If Jeremy Corbyn repeats his poll results in the election, he will outpoll both Ed Miliband and Gordon Brown.
The ORB poll for the Sunday Telegraph had Tories down two points in the past week on 44 per cent, six points ahead of Jeremy Corbyn’s Labour on 38 per cent (up four points), with Lib Dems on 7 per cent (unchanged) and Ukip on 5 per cent (down two).
The 38 per cent score equals Labour’s best rating since Mr Corbyn became leader and would see him comfortably outpoll Ed Miliband and Gordon Brown’s election results if repeated on June 8.
In the Sunday Times, a YouGov poll put Tories seven points ahead on 43 per cent (unchanged since a similar poll on Friday), with Labour down two points on 36 per cent, Lib Dems down a point on 9 per cent and Ukip unchanged on 4 per cent.

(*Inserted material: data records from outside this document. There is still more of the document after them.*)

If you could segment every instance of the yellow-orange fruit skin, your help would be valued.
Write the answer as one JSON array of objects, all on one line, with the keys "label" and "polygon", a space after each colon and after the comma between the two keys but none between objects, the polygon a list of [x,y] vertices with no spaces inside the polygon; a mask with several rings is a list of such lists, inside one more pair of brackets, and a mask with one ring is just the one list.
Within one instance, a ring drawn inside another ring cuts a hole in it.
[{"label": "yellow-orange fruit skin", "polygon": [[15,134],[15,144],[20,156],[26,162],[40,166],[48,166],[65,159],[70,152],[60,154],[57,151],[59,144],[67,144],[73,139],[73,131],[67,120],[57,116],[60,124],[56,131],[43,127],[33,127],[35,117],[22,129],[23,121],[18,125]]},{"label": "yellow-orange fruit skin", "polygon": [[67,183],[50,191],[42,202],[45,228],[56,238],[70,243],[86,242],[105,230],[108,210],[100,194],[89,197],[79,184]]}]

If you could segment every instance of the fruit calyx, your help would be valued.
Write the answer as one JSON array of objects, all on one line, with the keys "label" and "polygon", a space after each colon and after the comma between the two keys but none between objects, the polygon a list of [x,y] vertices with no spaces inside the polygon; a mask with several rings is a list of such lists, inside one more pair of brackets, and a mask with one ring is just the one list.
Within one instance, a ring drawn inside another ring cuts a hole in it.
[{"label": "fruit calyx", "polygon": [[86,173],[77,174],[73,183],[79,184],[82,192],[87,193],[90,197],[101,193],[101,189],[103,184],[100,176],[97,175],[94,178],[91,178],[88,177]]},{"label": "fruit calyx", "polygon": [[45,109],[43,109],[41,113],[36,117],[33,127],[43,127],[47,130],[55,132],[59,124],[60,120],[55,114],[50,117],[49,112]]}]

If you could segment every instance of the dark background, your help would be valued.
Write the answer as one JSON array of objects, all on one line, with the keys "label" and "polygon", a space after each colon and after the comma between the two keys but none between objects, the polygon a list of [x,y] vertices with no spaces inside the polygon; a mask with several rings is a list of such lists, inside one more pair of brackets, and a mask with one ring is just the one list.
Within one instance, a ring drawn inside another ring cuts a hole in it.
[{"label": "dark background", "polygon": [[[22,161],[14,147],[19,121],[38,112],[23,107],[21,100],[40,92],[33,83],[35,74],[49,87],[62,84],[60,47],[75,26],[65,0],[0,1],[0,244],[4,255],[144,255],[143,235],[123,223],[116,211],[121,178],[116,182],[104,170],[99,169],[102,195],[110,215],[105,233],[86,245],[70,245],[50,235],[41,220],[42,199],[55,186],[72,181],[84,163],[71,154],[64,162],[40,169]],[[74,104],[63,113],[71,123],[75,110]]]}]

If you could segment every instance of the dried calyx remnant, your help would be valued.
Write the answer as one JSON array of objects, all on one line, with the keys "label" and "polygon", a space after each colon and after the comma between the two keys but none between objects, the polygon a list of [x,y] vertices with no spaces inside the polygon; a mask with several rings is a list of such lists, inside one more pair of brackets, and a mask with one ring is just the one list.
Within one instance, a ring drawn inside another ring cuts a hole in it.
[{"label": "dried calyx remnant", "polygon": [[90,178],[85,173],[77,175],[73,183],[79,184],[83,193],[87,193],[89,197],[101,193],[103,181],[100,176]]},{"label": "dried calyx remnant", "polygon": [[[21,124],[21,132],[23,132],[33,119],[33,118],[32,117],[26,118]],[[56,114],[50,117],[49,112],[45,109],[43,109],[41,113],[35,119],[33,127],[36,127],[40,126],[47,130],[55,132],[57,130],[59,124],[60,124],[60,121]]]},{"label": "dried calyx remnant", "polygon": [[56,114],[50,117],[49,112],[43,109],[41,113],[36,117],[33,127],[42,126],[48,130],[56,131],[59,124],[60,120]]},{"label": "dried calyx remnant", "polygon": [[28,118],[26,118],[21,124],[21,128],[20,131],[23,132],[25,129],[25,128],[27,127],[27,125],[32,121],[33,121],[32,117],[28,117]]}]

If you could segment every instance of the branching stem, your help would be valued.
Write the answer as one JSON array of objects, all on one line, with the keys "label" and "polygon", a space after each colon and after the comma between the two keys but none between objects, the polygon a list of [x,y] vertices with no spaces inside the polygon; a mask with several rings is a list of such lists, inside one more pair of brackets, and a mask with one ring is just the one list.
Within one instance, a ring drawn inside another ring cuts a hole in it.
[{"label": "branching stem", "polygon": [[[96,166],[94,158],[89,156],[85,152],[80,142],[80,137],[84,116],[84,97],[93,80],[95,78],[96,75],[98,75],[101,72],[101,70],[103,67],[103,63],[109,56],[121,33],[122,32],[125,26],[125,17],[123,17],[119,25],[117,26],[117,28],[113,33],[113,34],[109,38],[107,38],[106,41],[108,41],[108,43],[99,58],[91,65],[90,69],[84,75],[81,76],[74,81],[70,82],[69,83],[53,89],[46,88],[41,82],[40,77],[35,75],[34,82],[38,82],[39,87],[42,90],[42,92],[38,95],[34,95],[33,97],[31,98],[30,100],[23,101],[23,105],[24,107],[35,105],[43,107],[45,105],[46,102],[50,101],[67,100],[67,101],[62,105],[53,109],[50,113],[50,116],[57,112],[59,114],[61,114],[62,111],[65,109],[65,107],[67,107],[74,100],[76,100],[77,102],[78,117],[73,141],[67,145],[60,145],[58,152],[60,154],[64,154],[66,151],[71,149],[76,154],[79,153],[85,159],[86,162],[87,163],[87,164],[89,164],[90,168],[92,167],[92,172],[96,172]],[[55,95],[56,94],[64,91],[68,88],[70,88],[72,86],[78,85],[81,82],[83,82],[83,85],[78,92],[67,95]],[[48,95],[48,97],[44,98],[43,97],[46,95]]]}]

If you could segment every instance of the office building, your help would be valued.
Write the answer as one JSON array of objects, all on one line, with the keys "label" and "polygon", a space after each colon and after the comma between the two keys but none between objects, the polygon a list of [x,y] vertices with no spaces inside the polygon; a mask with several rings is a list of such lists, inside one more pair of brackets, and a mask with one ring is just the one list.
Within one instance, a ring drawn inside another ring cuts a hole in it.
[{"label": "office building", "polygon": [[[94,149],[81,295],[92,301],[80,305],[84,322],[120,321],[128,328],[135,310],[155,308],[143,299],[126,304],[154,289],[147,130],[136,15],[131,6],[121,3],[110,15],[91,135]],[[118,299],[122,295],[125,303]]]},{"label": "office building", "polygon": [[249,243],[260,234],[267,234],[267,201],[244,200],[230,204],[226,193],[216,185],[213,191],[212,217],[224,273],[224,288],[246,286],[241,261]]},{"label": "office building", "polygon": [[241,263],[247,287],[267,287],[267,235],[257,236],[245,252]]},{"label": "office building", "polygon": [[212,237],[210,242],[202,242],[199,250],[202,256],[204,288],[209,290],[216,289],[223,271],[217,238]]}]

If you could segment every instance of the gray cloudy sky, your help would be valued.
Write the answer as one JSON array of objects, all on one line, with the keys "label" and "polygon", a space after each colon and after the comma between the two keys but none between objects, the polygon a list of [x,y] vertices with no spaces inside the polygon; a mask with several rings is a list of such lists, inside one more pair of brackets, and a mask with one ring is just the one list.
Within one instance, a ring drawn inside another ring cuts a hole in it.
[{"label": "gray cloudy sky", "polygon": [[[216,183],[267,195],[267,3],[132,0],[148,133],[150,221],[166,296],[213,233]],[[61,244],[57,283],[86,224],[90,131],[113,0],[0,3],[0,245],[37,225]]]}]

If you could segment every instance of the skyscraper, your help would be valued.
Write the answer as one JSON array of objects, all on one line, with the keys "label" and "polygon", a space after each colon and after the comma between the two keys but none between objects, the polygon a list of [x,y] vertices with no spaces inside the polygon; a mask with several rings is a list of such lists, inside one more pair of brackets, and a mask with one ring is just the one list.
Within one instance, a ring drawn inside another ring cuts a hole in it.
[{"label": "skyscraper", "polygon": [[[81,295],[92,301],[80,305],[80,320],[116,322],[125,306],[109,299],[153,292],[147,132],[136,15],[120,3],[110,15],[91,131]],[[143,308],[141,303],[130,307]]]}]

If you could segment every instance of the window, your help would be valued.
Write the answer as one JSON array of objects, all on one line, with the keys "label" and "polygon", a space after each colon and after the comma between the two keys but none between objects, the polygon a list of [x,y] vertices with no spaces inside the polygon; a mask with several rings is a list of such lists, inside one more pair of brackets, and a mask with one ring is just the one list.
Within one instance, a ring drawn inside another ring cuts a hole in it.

An Opinium poll for The Observer found the Tory advantage had fallen from 13 to 10 points over the past week, with Theresa May’s party on 45 per cent (down one point), with Labour on 35 per cent (up two), Liberal Democrats on 7 per cent (down one) and Ukip on 5 per cent (unchanged).
And a ComRes survey for the Sunday Mirror and Independent showed the gap between the parties narrowing from 18 to 12 points over the past fortnight, with Tories on 46 per cent (down two), Labour on 34 per cent (up four), Lib Dems on 8 per cent (down two) and Ukip 5 per cent (unchanged).
Although the results are less dramatic than Friday’s YouGov survey, which found the Conservative advantage squeezed to just five points, they tally with the trend in a number of polls which have shown Labour gaining on the Tories after having begun the election race as much as 25 points adrift.
All the surveys were conducted after Monday’s suicide bomb in Manchester.
The ComRes poll found Mrs May was rated best leader to keep Britain safe from terrorism, by a margin of 42 per cent to 16 per cent for Mr Corbyn.
But her ratings on this and almost every other measure had declined over the fortnight since the questions were last asked, while the Labour leader’s had improved.
Labour was preferred by a margin of 42 per cent to 37 per cent for having the “best policies for people like me and my family”. But 51 per cent said that Mrs May would make a better PM, compared with 30 per cent for Mr Corbyn.
The Prime Minister was seen as best choice to represent Britain on the world stage, lead negotiations on Brexit and reduce net migration, while Mr Corbyn was rated best to improve the NHS, look after the interests of hard-working families and protect older people.
The ORB poll suggested a shift towards Mr Corbyn among women over the course of the campaign, with the proportion saying they would vote Labour rising from 31 per cent to 40 per cent since mid-May.
The Opinium poll found Mrs May’s approval ratings had slumped from plus-17 to plus-11 over the week, while Mr Corbyn’s rose from minus-18 to minus-11.
• Opinium questioned 2,002 people from May 23 to 24. ComRes interviewed 2,024 adults from May 24 to 26. ORB interviewed 1,500 voters on May 24 and 25. YouGov’s poll of 2,003 people was conducted on May 25 and 26.